Medically reviewed by

Dr. Abdul Aziz Khan

Published At May 29, 2023
Reviewed AtFebruary 6, 2024

Introduction:

A bone marrow transplant is a process that introduces healthy blood-forming stem cells into the body. A bone marrow transplant replaces damaged stem cells with healthy cells. A bone marrow transplant is required if the bone marrow stops working and does not produce enough healthy blood cells.

What Is a Bone Marrow Transplant or Replacement?

Bone marrow is a spongy, fatty tissue inside the bones. It produces red blood cells (RBCs carry oxygen and nutrients to the body), white blood cells, and platelets (help form blood clots). Bone marrow contains immature blood-forming stem cells called hematopoietic precursor cells. These cells are differentiated and can only make copies of themselves. However, these stem cells are unspecialized and immature. These cells can multiply through cell division which will remain as stem cells or differentiate and mature into many blood cells. The hematopoietic precursor cells in the bone marrow will make new blood cells throughout the lifespan.

Healthy stem cells are from a donor or can come from their own body. Stem cells can be harvested or grown before chemotherapy or radiation treatment. Those healthy cells are then stored and used in transplantation. Bone marrow transplants use cells from their own body (autologous transplant) or a donor, called an allogeneic transplant.

What Are the Types of Bone Marrow Transplants?

  1. Allogenic stem cell transplant (uses healthy stem cells from a donor to replace the bone marrow).

  2. Autologous stem cell transplant.

What Are the Uses of Bone Marrow Transplants?

A bone marrow transplant is used to:

  • Replace bone marrow with new stem cells.

  • Provide new stem cells that can help kill cancer cells directly and produce new blood cells to resume normal functions of the body.

Bone marrow transplant is a procedure for the following conditions:

  • Acute leukemia (a type of cancer of blood and bone marrow that affects white blood cells).

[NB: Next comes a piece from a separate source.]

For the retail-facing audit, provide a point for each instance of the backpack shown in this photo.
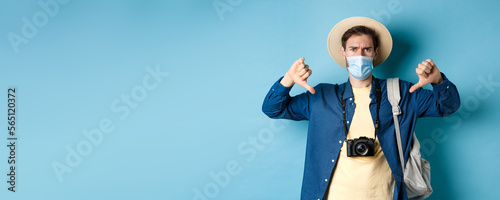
(417, 172)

  • Aplastic anemia (a condition in which the body stops producing enough new blood cells).

  • Bone marrow failure syndromes.

  • Chronic leukemia.

  • Hodgkin's lymphoma (cancer of the lymphatic system).

  • Immune deficiencies.

  • Multiple myeloma (a cancer of plasma cells).

  • Neuroblastoma.

  • Non-Hodgkin's lymphoma.

  • Plasma cell disorders.

People with bone marrow transplants may experience minimal problems or may lead to serious complications requiring treatment or hospitalization. The complications can be life-threatening.

Possible complications from a bone marrow transplant include:

  • Graft-versus-host disease (a complication that occurs in allogeneic transplants only).

  • Stem cell (graft) failure.

  • Organ damage.

  • Infections.

  • Infertility.

  • Death.

What Is Graft-Versus-Host Disease?

A potential risk occurs when stem cells come from donors. A transplant that uses stem cells from an allogenic transplant causes a risk of developing graft-versus-host disease (GVHD). It occurs when the donor stem cells that make up new immune cells see the body's tissues and organs as foreign and attack them. Acute GVHD happens during the first months after the transplant. It typically affects the skin, digestive tract, and liver. Chronic GVHD develops later and can affect many organs. GVHD may happen at any time after the transplant. People with have an allogeneic transplant get GVHD. The risk of GVHD is higher if the precursor is derived from an unrelated donor. GVHD happens to anyone who has a bone marrow transplant from the donor.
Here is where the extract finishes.